Headquartered in Clearwater, Florida, Vogue’s branded products include the OGX collection of shampoos, conditioners, styling and treatment, and body and bath items, the FX hair styling line, Proganix hair care, and the Maui Moisture beauty line.

Vogue’s products are distributed to retailers through food, drug, and mass channels in the US and internationally, in 38 foreign countries. “We are constantly recreating the company so we are always offering innovative products to a very savvy consumer,” said Christopher.

Christopher founded Vogue International in 1987, after working for his uncle’s hair salon. He invented hair treatment capsules under the Pro-Vitamin brand, which he and his wife sold out of their car, according to Smart Business Magazine.

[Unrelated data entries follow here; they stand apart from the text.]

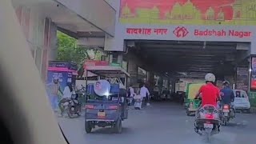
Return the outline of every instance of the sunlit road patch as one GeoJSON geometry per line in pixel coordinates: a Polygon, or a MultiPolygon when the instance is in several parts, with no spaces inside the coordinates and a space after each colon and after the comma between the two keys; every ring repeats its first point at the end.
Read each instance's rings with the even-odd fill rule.
{"type": "MultiPolygon", "coordinates": [[[[211,138],[212,144],[255,144],[256,115],[237,114],[221,133],[211,138]],[[246,142],[245,143],[245,142],[246,142]]],[[[123,122],[122,134],[110,128],[97,128],[86,134],[84,118],[58,118],[64,134],[71,144],[204,144],[205,139],[194,131],[194,117],[188,117],[180,105],[153,103],[141,110],[130,110],[123,122]]]]}

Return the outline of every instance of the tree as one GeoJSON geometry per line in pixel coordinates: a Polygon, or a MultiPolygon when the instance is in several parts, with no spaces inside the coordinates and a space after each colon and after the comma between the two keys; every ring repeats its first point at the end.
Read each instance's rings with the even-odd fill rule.
{"type": "Polygon", "coordinates": [[[82,65],[86,58],[90,58],[87,49],[77,46],[77,39],[66,35],[60,31],[57,32],[58,37],[58,57],[59,61],[73,62],[78,66],[82,65]]]}

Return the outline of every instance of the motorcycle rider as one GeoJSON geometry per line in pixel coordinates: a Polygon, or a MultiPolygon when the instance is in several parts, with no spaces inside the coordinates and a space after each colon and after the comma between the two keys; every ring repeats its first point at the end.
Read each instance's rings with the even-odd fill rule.
{"type": "MultiPolygon", "coordinates": [[[[205,105],[214,105],[217,107],[217,99],[220,99],[219,90],[214,86],[216,80],[215,75],[209,73],[205,76],[206,85],[201,86],[198,93],[195,96],[195,99],[198,98],[202,95],[202,104],[196,111],[196,118],[199,116],[200,107],[205,105]]],[[[198,130],[198,127],[195,123],[195,128],[198,130]]]]}
{"type": "MultiPolygon", "coordinates": [[[[228,81],[224,81],[222,82],[223,88],[221,90],[220,95],[222,97],[221,105],[225,104],[231,106],[231,102],[234,102],[234,95],[233,90],[230,86],[230,82],[228,81]]],[[[234,113],[231,114],[232,117],[234,118],[234,113]]]]}
{"type": "Polygon", "coordinates": [[[217,107],[217,99],[221,99],[219,90],[214,86],[215,75],[209,73],[205,77],[206,85],[203,85],[199,89],[195,98],[198,98],[202,94],[202,106],[204,105],[214,105],[217,107]]]}

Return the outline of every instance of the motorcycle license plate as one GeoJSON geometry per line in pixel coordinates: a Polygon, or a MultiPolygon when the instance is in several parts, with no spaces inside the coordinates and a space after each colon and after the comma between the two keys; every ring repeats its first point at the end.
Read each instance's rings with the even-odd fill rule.
{"type": "Polygon", "coordinates": [[[212,128],[214,128],[214,125],[213,125],[213,124],[210,124],[210,123],[204,123],[204,124],[203,124],[203,127],[204,127],[204,128],[212,129],[212,128]]]}
{"type": "Polygon", "coordinates": [[[98,117],[100,117],[100,118],[106,117],[106,113],[105,112],[98,112],[98,117]]]}
{"type": "Polygon", "coordinates": [[[229,113],[229,112],[230,112],[230,110],[223,110],[223,112],[224,112],[224,113],[229,113]]]}

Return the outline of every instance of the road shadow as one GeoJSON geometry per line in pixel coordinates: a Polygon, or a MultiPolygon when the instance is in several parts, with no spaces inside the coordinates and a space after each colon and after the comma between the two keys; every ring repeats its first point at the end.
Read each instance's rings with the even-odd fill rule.
{"type": "Polygon", "coordinates": [[[92,132],[90,134],[126,134],[131,133],[131,129],[127,127],[122,127],[122,133],[117,134],[114,132],[113,128],[110,127],[97,127],[96,129],[93,130],[92,132]]]}
{"type": "Polygon", "coordinates": [[[239,127],[239,128],[242,128],[242,127],[246,127],[248,126],[248,122],[227,122],[226,123],[226,126],[222,126],[222,127],[239,127]]]}

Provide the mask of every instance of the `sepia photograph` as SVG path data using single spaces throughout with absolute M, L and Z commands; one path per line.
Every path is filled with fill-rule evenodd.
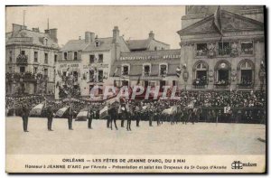
M 264 5 L 6 5 L 5 172 L 265 173 Z

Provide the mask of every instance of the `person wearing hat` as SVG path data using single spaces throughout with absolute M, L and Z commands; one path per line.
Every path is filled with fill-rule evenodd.
M 29 109 L 27 105 L 23 105 L 22 108 L 22 118 L 23 118 L 23 132 L 29 132 L 27 130 L 27 126 L 28 126 L 28 117 L 29 117 Z
M 48 119 L 47 128 L 48 128 L 48 131 L 53 131 L 51 129 L 52 117 L 53 117 L 53 112 L 52 112 L 51 107 L 48 106 L 48 108 L 47 108 L 47 119 Z
M 88 117 L 88 117 L 88 127 L 89 127 L 89 129 L 92 129 L 91 124 L 92 124 L 92 118 L 94 117 L 94 113 L 90 109 L 89 106 L 88 108 Z

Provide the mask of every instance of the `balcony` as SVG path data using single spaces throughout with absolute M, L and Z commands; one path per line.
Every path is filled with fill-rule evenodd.
M 32 72 L 24 72 L 24 73 L 5 73 L 5 80 L 7 81 L 20 81 L 23 80 L 23 81 L 36 81 L 37 77 L 35 74 L 33 74 Z
M 11 37 L 9 42 L 33 42 L 33 37 Z
M 19 54 L 16 58 L 17 65 L 27 65 L 28 57 L 25 54 Z
M 223 84 L 219 84 L 219 83 L 216 83 L 214 84 L 215 86 L 215 89 L 229 89 L 229 84 L 227 84 L 227 83 L 223 83 Z
M 238 84 L 238 89 L 253 89 L 253 83 L 248 82 L 248 83 L 239 83 Z
M 193 87 L 194 89 L 206 89 L 208 83 L 206 80 L 193 80 Z

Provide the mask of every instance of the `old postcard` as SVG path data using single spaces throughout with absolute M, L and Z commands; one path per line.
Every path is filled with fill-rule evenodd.
M 6 172 L 266 173 L 265 12 L 6 6 Z

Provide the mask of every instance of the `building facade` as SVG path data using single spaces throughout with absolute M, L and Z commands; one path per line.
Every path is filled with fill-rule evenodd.
M 58 52 L 57 29 L 41 33 L 14 23 L 5 35 L 6 94 L 52 95 Z
M 232 9 L 201 5 L 186 9 L 186 15 L 182 18 L 182 29 L 178 32 L 181 38 L 180 88 L 264 89 L 263 6 Z
M 69 95 L 89 98 L 93 87 L 100 89 L 95 93 L 103 95 L 104 87 L 113 85 L 109 79 L 111 66 L 119 58 L 120 52 L 129 52 L 119 30 L 115 26 L 112 37 L 99 38 L 86 32 L 85 39 L 69 41 L 60 52 L 57 62 L 55 98 Z

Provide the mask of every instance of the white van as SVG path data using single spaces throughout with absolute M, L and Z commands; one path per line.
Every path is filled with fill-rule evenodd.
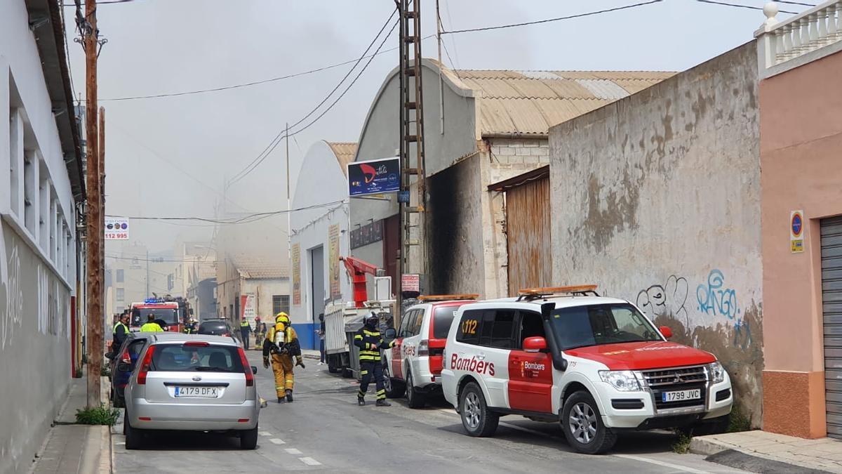
M 441 379 L 468 434 L 490 436 L 500 416 L 519 414 L 561 422 L 572 447 L 596 454 L 621 430 L 724 430 L 733 398 L 716 357 L 669 342 L 669 328 L 595 288 L 459 308 Z

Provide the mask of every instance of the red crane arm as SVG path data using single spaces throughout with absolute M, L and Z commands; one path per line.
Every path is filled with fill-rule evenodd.
M 365 273 L 376 275 L 380 270 L 370 263 L 354 258 L 353 256 L 340 256 L 339 260 L 345 264 L 348 275 L 351 277 L 354 287 L 354 304 L 356 308 L 363 308 L 368 300 L 368 290 L 365 288 Z

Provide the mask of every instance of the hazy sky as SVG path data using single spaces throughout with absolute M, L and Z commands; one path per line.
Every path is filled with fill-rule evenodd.
M 435 32 L 435 3 L 423 1 L 424 34 L 429 35 Z M 440 1 L 448 30 L 635 3 Z M 228 86 L 355 59 L 393 8 L 393 0 L 135 0 L 100 5 L 99 30 L 108 39 L 99 70 L 100 105 L 107 117 L 107 213 L 213 216 L 226 178 L 253 159 L 285 122 L 297 121 L 309 112 L 350 65 L 221 92 L 103 100 Z M 72 10 L 66 8 L 68 19 Z M 779 19 L 786 16 L 781 13 Z M 463 69 L 680 71 L 751 40 L 763 19 L 757 10 L 665 0 L 582 19 L 454 35 L 445 36 L 445 44 L 456 67 Z M 68 30 L 69 37 L 74 33 Z M 393 36 L 384 47 L 397 45 Z M 423 46 L 425 57 L 436 56 L 434 39 Z M 84 57 L 72 40 L 70 48 L 75 90 L 83 94 Z M 369 105 L 397 62 L 396 51 L 376 57 L 330 112 L 290 140 L 293 181 L 313 142 L 358 140 Z M 445 62 L 450 65 L 446 57 Z M 285 207 L 284 149 L 279 146 L 255 172 L 230 189 L 228 199 L 251 211 Z M 312 170 L 305 167 L 303 172 Z M 242 210 L 231 202 L 230 210 Z M 132 227 L 133 240 L 152 250 L 171 249 L 177 238 L 210 239 L 212 232 L 205 225 L 150 221 L 136 221 Z

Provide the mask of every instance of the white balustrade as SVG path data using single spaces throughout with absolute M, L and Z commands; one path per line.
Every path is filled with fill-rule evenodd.
M 782 22 L 775 18 L 774 2 L 763 13 L 766 21 L 755 35 L 766 41 L 767 68 L 842 41 L 842 0 L 825 2 Z

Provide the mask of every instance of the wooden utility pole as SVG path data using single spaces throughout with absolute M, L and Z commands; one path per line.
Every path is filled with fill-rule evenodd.
M 97 5 L 85 0 L 83 30 L 85 49 L 85 150 L 88 154 L 88 406 L 99 407 L 99 377 L 103 351 L 103 215 L 99 164 L 99 134 L 97 130 Z

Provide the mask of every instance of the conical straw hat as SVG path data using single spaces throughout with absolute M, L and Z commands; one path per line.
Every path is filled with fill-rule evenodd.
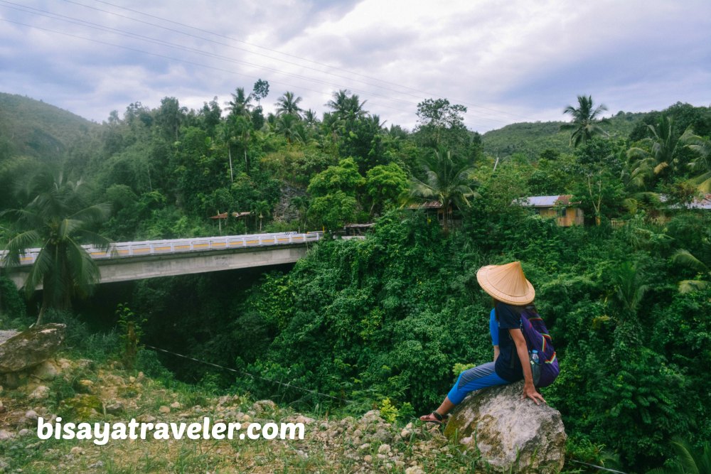
M 535 297 L 533 285 L 526 279 L 520 262 L 482 266 L 476 272 L 476 280 L 484 291 L 503 303 L 523 306 Z

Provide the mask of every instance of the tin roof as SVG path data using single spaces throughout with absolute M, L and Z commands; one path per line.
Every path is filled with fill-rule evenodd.
M 529 196 L 523 198 L 519 200 L 521 205 L 528 208 L 552 208 L 555 205 L 568 205 L 570 204 L 579 204 L 579 203 L 571 203 L 572 194 L 562 194 L 555 196 Z
M 711 194 L 705 194 L 701 199 L 695 199 L 686 206 L 689 209 L 711 210 Z
M 439 201 L 425 201 L 419 204 L 411 204 L 409 209 L 442 209 L 442 203 Z
M 661 203 L 666 203 L 669 200 L 669 197 L 665 194 L 660 194 L 659 200 Z M 701 198 L 694 198 L 693 201 L 687 204 L 675 204 L 669 207 L 675 209 L 684 207 L 687 209 L 707 209 L 711 210 L 711 193 L 705 194 Z

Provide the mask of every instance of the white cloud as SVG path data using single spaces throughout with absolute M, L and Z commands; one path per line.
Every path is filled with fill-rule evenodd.
M 131 49 L 2 22 L 0 91 L 101 121 L 112 109 L 135 100 L 156 106 L 166 95 L 191 107 L 215 95 L 222 104 L 236 87 L 250 90 L 261 77 L 272 84 L 263 101 L 267 109 L 290 90 L 304 107 L 323 112 L 331 92 L 346 88 L 388 123 L 412 127 L 417 103 L 439 96 L 467 105 L 467 124 L 482 131 L 563 119 L 562 108 L 577 94 L 593 95 L 611 111 L 711 101 L 707 0 L 122 4 L 135 11 L 82 1 L 92 8 L 40 0 L 24 5 L 129 36 L 4 6 L 0 18 Z

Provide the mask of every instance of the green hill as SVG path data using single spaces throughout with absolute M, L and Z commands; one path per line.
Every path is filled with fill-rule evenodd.
M 0 92 L 0 161 L 61 155 L 73 140 L 98 126 L 41 101 Z
M 618 112 L 610 123 L 602 127 L 611 136 L 627 137 L 646 113 Z M 484 151 L 492 156 L 508 156 L 521 153 L 535 158 L 545 149 L 572 153 L 570 134 L 561 131 L 562 122 L 537 122 L 512 124 L 482 136 Z

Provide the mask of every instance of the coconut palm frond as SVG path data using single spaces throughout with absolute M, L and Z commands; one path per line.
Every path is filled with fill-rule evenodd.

Vogue International has grown to become one of the largest privately owned hair care and beauty companies in the US, with its OGX brand consistently ranking as one of the top 10-premium hair care brands, SBN says. In 2014 Christopher received the EY Entrepreneur of the Year Award under the Retail & Consumer Products category in Florida. A significant factor in the company’s success is its colorful packaging and presentation.

Vogue’s main brand is OGX, with its styling brand FX Effects accounting for less than 5% of revenue, according to Moody’s. Vogue has a good market position in a niche segment of the hair care category, it experienced recent significant market share gains, and positive projected free cash flow during the past few years, Moody’s commented in connection with its February 2015 ratings.

While the company has good insight into consumer preferences for shampoos and conditioners, and is benefiting from significant distribution gains in recent years, Vogue is also heavily reliant on its founder, which creates succession risk, Moody’s noted. It further added that Vogue’s small scale relative to much larger competitors, its product and customer concentration, and its moderately high financial leverage, subject the company to potential earnings volatility.

In December 2012, Vogue re-formulated OGX shampoos and body washes to remove Cocamide DEA from all products. In August 2013, Vogue paid $6.5 million to settle a false advertising class action filed in November 2012, accusing it of falsely labeling its Organix skin and hair care products as organic. It then rebranded the product as OGX.

After 2014, the company phased out the allergen Hydroxyisohexyl 3-cyclohexene carboxaldehyde (HICC, commonly known as Lyral) from all OGX products. It also made a commitment to eliminate the use of the colorants Red 17 (CI 26100) and Yellow 11 (CI 47000) by the end of 2015, and to eliminate the use of the preservative Methylisothiazolinone from its products, by 2017.